Un ex-membre de la DGSE affirme avoir été mandaté par l'Élysée en 2008 pour prendre contact avec Jean-Marie Boivin, mandataire de sociétés par lesquelles transitaient des commissions sur des contrats d'armement, qui menaçait de faire des révélations.
AFP - Un ancien membre de la DGSE Alain Juillet a rapporté au juge Renaud Van Ruymbeke avoir été mandaté par l'Elysée en 2008 pour prendre contact avec Jean-Marie Boivin, témoin-clé dans l'affaire Karachi, a-t-on appris jeudi de source proche du dossier.
M. Boivin était le mandataire de Heine et Eurolux, sociétés basées au Luxembourg par lesquelles transitaient depuis 1994 des commissions sur des contrats d'armement. Selon plusieurs témoignages, il aurait depuis fait du chantage auprès des autorités françaises pour au final obtenir en janvier 2009 8 millions d'euros d'indemnités.
M. Juillet, ancien membre de la Direction générale des services extérieurs (DGSE), a affirmé le 17 décembre au juge Van Ruymbeke avoir été mandaté en 2008 par l'Elysée pour "voir ce qu'il y a derrière tout ça", selon son procès verbal d'audition, cité par Mediapart.
M. Juillet affirme avoir été contacté en juin 2008 par Bernard Delpit, à l'époque collaborateur de François Pérol, ancien secrétaire général adjoint à l'Elysée, pour qu'il prenne attache avec M. Boivin.
M. Juillet, qui exerçait alors les fonctions de haut-responsable à l'intelligence économique auprès de Matignon, a ainsi rencontré M. Boivin à trois reprises à Londres entre septembre 2008 et mai 2009.
"J'étais convaincu qu'il (M. Boivin) avait des archives et qu'il valait mieux les récupérer et négocier avec lui une indemnité de départ raisonnable", a expliqué M. Juillet.
Lors de leurs différentes rencontres à Londres, M. Boivin "a surtout parlé de Karachi", a assuré l'émissaire de l'Elysée. "C'est le premier que j'ai entendu dire que l'attentat était lié à l'arrêt du versement des commissions. Pour lui, c'était une évidence", a ajouté M. Juillet, 68 ans.

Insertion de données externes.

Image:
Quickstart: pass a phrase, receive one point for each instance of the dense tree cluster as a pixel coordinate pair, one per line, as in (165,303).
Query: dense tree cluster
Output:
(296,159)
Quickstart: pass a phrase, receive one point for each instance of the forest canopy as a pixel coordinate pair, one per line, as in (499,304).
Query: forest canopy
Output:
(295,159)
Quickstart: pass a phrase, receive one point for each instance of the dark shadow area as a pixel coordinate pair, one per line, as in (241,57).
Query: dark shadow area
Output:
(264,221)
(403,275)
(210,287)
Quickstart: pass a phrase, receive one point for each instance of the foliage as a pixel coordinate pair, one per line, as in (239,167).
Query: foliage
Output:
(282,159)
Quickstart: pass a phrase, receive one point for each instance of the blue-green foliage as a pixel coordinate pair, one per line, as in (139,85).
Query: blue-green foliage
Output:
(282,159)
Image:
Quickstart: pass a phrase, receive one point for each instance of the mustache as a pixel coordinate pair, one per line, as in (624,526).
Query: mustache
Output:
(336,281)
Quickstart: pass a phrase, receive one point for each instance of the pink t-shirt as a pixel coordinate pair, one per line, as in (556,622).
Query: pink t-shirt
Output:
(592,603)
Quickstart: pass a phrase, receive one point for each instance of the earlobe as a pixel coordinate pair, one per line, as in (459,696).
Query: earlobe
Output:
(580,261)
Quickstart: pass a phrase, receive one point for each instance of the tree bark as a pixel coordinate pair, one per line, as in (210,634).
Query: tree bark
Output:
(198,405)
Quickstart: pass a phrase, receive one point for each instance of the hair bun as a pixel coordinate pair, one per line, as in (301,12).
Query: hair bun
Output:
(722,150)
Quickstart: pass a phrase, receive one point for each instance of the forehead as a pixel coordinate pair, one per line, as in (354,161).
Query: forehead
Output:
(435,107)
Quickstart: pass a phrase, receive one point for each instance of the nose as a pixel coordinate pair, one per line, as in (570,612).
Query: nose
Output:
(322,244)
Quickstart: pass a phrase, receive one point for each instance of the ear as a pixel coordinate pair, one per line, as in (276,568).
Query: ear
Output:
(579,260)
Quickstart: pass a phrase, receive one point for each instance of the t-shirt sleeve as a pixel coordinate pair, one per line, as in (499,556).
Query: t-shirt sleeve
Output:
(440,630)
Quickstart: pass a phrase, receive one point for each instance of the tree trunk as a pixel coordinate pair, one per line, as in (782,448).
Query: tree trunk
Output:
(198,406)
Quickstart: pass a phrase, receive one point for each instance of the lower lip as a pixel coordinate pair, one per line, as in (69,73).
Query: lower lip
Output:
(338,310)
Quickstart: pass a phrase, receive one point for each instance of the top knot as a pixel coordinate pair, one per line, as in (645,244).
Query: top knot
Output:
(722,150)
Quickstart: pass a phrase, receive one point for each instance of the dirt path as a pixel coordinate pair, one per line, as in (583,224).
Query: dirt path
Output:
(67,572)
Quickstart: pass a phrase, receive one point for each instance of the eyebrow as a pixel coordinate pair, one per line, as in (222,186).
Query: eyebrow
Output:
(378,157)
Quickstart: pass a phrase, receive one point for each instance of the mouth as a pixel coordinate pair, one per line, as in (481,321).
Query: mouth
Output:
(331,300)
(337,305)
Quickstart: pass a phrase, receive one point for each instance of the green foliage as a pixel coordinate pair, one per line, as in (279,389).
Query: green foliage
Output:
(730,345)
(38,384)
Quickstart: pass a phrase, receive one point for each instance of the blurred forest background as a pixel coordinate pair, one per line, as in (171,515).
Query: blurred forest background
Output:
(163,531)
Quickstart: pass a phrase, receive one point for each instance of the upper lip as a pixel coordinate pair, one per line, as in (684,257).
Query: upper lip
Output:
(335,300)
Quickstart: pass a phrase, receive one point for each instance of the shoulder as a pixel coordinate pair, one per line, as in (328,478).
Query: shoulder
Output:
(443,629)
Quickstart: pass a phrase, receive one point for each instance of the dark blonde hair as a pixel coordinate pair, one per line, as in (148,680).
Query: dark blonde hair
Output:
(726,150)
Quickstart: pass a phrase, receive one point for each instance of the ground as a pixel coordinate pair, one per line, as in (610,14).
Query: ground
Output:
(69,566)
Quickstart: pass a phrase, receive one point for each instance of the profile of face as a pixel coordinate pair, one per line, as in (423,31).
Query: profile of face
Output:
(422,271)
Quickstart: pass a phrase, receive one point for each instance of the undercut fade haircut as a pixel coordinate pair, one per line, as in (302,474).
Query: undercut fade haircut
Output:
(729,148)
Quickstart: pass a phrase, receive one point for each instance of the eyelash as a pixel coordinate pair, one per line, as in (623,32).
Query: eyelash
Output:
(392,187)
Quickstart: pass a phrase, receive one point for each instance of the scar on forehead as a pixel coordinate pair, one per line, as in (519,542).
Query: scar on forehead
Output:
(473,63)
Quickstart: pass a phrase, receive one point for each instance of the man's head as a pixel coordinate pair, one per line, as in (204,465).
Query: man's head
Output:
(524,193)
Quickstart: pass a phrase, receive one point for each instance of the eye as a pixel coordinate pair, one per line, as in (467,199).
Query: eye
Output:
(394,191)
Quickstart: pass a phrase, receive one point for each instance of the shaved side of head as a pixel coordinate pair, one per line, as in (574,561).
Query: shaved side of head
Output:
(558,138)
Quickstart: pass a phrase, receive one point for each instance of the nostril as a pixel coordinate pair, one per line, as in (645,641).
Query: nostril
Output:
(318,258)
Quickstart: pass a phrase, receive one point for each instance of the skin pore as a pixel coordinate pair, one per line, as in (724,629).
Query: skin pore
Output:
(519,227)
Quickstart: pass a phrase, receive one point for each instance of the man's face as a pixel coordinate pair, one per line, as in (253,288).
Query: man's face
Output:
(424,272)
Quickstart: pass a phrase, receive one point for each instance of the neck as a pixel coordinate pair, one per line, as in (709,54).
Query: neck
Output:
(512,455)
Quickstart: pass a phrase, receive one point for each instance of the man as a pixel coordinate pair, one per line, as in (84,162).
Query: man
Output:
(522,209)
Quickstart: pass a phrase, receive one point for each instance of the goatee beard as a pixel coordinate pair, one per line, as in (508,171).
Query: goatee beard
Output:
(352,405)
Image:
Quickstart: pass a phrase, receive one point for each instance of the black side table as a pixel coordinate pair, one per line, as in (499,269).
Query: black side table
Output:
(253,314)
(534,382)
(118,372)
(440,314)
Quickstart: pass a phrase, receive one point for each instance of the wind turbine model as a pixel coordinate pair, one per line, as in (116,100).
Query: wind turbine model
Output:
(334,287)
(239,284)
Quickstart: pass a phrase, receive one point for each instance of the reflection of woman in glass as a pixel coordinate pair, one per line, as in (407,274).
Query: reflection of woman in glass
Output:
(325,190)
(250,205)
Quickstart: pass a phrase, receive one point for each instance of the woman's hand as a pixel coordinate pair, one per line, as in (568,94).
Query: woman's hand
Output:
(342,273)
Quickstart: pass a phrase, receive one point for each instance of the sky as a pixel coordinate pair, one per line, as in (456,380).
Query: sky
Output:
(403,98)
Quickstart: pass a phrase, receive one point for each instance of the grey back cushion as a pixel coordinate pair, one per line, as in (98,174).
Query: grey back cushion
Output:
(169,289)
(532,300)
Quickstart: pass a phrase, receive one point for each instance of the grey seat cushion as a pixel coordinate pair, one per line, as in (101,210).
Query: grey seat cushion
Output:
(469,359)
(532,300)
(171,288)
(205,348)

Celui-ci a précisé au juge Van Ruymbeke avoir pris avec des pincettes les affirmations de son interlocuteur: "Quand on l'écoutait, on a l'impression qu'il savait tout. Mais quand on lui posait des question précises, c'était totalement flou", a poursuivi M. Juillet.
"La cerise sur le gâteau, c'est que j'ai reçu, il y a un mois et demi, une lettre de Suisse m'informant que M. Boivin avait remis toutes les pièces à un représentant de DCN", ajoute M. Juillet, laissant entendre que M. Boivin aurait renoncé à une partie des documents qu'il affirmait détenir dans un coffre en Suisse.
La justice suit depuis 2009 la piste d'un arrêt des commissions sur des contrats d'armements, décidé en 1995 par Jacques Chirac, comme mobile de l'attentat de Karachi qui a fait 15 morts en mai 2002, dont 11 salariés français de la Direction des constructions navales (DCN).